Annie,
no, the drogue was towed from the stern, or from the lee mooring bit to be more precise. I never left the cockpit after dropping the lines in our berth. I have fitted that drogue with a permanent line, only about 4-5m long, and with a big bowline loop at its end.
As we motored out of the inner harbour, I slipped the bowline over that port stern bit, so when we were out in open water, I just put the engine in free and tossed the little parachute over the side. With the line pulled out, the parachute opened instantly. Without a drogue, Ingeborg (just as Johanna) would coast forever, but now we were slowed down to drogue speed in a couple of boat lengths. The GPS showed that we stayed below 0.5kts (0.1-0.3 mostly). Best of all, when the sail had been hauled up, the parrels trimmed and the halyard stowed in its bag, we had still just covered a fraction of the bay. The little forward motion was still enough for Ingeborg to maintain a beam to close reach with the tiller locked a bit to leeward (as on that photo).
A bonus was that I only needed the smallest parachute for this particular job. At a square section of only 0.125sqm, it is not more than 1.5 times the area of a big bucket.
I made one of that parachute’s six sections from a different colour to see if the thing rotated under load. However, it stayed so deep and I was too busy at the halyard, so I never noticed.
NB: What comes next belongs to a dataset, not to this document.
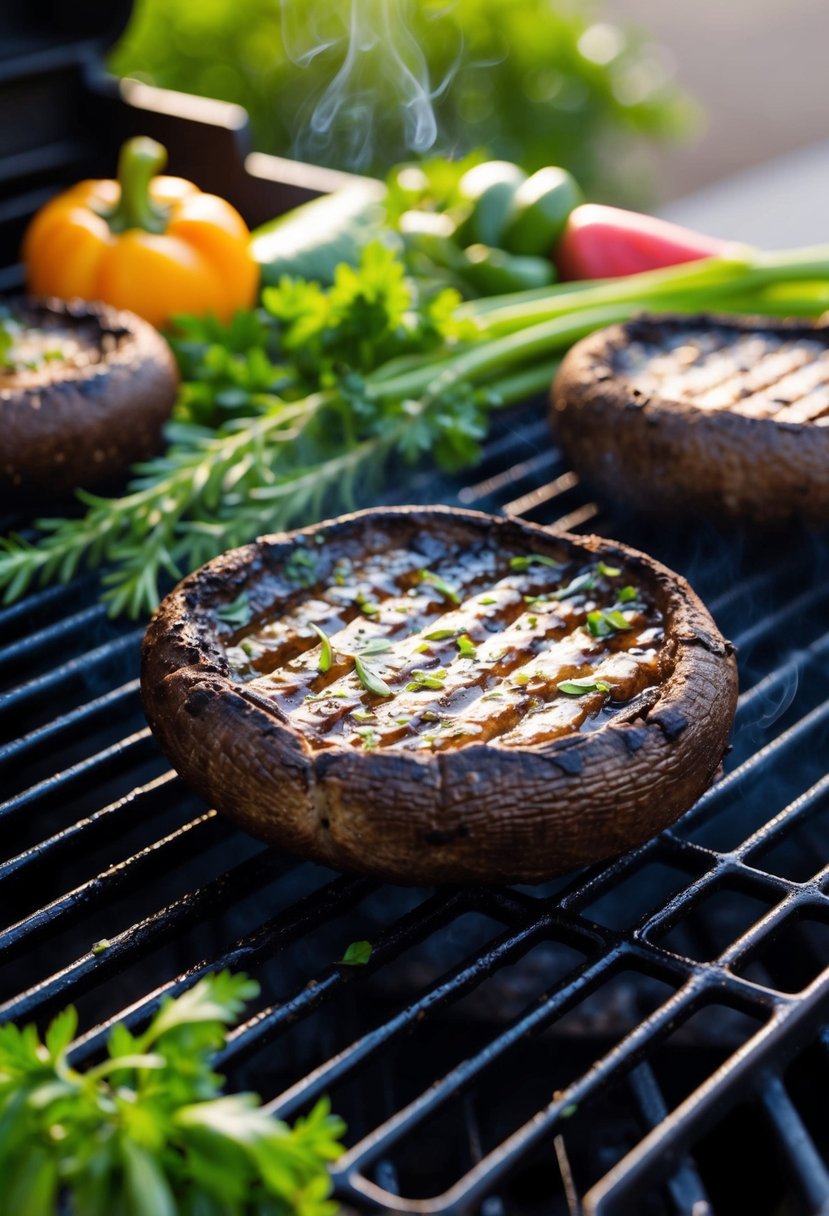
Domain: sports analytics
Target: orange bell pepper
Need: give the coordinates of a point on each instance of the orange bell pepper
(153, 245)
Still, it cannot have spun fast, at least, for when I recovered it after raising the sail, there was no sign of twist on the line.
Halyard hauler! Thanks, Annie, I wondered what to call that thing.
No, my hands are not big. On earlier boats, I used ropes with multifilament in the outer layer, as that was so easy to grip. However, I also found that they were worn rather fast, so changed to monofilament ropes, which have proved to be much tougher and which also seem to run more easily through blocks. On the small boats, Broremann and Frøken Sørensen, it was still easy enough to haul, but on Johanna (48sqm) and Ingeborg (35sqm), I found it annoying, even with gloves. I still have the electric winch handle from Winchrite, which works perfectly well, but I like the idea of being able to raise the sail by hand, at least now and then.